Columnist Sandy Banks: “It is not the horror of the riots but the heartbreak of the verdicts that I remember most — the physical pain, like a blow to the chest. I recall the ashen faces of my white colleagues as we listened in the newsroom. They, too, were rendered suddenly speechless, stunned and bewildered by the acquittal of officers we had all seen viciously beating Rodney King. As crowds began to gather outside our office and the rock throwing began, I gathered my things, stifled my sobs and walked out of the newsroom. My heart was with the rioters. I needed to go home.”
Editor Mary Ann Meek: “My memories of the riots come primarily as snapshots: the moment a brick hit the third-floor window of The Times building, where I stood watching protesters move south from Parker Center; what the fires burning across the city looked like from the 10/405 interchange as I drove home that first night; the sight of National Guardsmen with automatic weapons patrolling the oddly quiet streets downtown in the nights to come — all of the scenes unnerving, seemingly unreal.”

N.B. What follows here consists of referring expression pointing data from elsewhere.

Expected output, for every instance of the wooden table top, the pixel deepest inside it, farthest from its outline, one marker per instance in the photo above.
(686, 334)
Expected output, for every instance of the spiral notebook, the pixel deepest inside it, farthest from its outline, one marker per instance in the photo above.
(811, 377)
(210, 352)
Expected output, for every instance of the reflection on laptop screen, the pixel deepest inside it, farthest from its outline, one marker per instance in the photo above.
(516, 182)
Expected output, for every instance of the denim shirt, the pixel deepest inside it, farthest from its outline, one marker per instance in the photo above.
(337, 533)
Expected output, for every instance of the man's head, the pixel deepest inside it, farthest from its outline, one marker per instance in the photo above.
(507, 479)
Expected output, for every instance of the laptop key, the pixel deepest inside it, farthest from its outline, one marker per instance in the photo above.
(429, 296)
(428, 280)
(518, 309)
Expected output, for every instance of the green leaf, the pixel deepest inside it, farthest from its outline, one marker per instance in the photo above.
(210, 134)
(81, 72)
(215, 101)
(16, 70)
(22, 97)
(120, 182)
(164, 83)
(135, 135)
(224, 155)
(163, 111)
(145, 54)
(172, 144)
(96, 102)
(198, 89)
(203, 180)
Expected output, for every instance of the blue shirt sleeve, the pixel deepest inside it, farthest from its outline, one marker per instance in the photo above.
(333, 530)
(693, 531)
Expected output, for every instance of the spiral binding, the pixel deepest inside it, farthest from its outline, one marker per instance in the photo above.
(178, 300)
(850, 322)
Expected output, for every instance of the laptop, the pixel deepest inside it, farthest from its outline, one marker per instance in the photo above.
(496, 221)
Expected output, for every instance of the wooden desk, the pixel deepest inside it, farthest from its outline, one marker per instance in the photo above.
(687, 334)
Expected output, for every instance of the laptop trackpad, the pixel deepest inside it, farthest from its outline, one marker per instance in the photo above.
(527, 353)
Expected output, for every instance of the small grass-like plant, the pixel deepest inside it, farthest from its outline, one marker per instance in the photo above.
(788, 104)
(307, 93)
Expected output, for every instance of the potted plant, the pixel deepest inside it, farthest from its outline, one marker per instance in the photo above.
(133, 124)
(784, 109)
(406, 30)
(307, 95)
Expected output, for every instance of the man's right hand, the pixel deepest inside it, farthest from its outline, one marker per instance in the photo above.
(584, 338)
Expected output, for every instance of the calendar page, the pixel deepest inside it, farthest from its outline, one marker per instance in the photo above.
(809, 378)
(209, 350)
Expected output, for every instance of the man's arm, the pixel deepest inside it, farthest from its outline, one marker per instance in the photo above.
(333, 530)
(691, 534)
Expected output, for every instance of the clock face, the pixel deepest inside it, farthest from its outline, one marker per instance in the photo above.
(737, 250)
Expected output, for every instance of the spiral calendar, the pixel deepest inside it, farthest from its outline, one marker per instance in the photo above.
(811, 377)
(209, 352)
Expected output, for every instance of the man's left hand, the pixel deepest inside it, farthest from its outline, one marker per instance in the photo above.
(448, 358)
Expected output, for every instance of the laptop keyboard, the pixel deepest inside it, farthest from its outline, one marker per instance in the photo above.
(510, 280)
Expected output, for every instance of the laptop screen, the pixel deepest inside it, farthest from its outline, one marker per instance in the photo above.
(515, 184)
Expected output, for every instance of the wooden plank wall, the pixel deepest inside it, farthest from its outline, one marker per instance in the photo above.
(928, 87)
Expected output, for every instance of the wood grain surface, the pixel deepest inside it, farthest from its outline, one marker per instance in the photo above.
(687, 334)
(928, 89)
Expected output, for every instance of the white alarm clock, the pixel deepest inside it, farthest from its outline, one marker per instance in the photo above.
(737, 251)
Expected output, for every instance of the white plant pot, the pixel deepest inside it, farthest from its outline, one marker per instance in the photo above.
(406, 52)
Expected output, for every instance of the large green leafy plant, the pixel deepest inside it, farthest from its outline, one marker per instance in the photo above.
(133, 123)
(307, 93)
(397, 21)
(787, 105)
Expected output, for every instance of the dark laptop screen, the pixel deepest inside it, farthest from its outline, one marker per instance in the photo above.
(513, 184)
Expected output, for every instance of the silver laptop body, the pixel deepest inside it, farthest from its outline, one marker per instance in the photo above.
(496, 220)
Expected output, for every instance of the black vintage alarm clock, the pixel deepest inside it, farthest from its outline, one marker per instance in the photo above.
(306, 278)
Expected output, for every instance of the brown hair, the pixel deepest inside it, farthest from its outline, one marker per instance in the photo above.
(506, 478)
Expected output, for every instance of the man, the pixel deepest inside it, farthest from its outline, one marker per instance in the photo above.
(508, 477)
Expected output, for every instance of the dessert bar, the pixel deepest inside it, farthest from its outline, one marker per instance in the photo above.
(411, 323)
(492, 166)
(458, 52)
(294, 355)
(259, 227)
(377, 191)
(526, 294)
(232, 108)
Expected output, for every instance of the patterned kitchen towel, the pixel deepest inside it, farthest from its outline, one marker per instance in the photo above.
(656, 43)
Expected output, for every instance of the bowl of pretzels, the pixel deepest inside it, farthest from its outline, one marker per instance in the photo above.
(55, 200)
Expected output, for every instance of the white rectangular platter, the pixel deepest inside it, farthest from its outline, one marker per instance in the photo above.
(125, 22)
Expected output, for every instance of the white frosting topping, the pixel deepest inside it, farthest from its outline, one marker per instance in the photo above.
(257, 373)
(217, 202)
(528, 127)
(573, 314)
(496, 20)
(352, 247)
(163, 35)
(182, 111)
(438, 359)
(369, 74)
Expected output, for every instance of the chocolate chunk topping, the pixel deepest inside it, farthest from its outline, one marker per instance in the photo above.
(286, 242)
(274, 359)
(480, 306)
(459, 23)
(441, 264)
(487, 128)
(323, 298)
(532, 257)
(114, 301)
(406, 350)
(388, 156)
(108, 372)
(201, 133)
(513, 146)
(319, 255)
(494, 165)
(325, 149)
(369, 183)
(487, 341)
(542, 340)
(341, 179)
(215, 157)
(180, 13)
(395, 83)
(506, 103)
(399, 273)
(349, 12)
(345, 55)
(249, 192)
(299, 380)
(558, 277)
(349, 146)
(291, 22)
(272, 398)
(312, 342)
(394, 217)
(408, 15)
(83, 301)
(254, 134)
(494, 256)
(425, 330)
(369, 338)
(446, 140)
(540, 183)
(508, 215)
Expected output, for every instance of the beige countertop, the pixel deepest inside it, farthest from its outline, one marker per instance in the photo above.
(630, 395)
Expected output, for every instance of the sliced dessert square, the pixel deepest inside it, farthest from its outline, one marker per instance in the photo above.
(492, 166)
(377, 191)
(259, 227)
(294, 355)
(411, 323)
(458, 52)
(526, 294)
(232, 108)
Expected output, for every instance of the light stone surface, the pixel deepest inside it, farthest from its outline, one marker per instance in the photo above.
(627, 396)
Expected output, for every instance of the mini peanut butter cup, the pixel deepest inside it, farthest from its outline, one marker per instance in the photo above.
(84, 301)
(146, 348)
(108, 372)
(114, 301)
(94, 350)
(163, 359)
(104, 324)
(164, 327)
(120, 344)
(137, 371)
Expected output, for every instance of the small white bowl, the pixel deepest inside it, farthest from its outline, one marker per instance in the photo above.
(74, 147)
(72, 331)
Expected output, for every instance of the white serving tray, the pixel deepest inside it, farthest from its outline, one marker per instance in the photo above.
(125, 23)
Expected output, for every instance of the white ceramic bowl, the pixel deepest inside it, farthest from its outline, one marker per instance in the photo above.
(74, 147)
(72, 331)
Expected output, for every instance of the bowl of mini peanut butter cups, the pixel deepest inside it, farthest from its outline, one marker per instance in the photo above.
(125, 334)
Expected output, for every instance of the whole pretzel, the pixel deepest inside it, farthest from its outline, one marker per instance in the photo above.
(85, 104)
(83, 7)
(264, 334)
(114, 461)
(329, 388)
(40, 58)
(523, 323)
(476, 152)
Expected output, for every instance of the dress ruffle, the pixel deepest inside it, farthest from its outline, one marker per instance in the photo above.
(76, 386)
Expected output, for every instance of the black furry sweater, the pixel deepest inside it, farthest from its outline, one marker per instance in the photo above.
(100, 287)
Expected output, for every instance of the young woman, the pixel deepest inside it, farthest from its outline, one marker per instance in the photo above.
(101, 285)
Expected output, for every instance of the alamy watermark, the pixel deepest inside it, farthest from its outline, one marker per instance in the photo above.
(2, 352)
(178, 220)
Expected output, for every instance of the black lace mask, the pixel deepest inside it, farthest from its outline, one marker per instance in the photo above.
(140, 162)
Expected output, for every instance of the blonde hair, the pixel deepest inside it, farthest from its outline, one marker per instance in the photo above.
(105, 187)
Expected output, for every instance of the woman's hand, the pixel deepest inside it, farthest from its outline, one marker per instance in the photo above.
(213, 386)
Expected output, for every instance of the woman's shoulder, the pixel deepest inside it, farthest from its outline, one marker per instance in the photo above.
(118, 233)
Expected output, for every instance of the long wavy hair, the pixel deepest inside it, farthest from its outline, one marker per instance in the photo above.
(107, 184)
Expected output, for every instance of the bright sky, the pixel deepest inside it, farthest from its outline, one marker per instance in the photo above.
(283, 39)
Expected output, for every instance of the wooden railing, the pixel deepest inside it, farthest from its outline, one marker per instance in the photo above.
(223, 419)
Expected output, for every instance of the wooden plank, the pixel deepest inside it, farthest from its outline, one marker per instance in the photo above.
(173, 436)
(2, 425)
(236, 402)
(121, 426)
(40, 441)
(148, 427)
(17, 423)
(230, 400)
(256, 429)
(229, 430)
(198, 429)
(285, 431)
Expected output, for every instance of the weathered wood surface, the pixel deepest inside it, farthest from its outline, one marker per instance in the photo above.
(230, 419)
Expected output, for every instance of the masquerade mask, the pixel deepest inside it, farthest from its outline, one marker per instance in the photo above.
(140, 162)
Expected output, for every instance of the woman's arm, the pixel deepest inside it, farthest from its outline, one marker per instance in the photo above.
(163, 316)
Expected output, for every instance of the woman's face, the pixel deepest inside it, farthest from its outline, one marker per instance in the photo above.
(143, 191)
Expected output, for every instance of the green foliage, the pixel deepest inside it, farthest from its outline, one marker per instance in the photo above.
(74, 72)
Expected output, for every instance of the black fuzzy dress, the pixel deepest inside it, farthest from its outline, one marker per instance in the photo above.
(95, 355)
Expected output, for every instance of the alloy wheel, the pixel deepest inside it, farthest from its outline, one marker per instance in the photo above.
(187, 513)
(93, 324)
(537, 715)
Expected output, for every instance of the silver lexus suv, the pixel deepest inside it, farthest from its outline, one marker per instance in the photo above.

Writer Greg Braxton: “One of the memories that still haunts me when I think back on the uprising is linked to driving through the community where I grew up and seeing familiar businesses being looted and vandalized. It was truly surreal. At one point I happened by a market where a crowd was looting. I thought of going in and doing some reporting on the scene, but did not. I was afraid of possibly getting arrested, but I also know that I did not really want to confront the harsh reality of what was happening to my beloved city. It disturbs me to this day.” (A great essay here from Greg on racism in the newsroom.)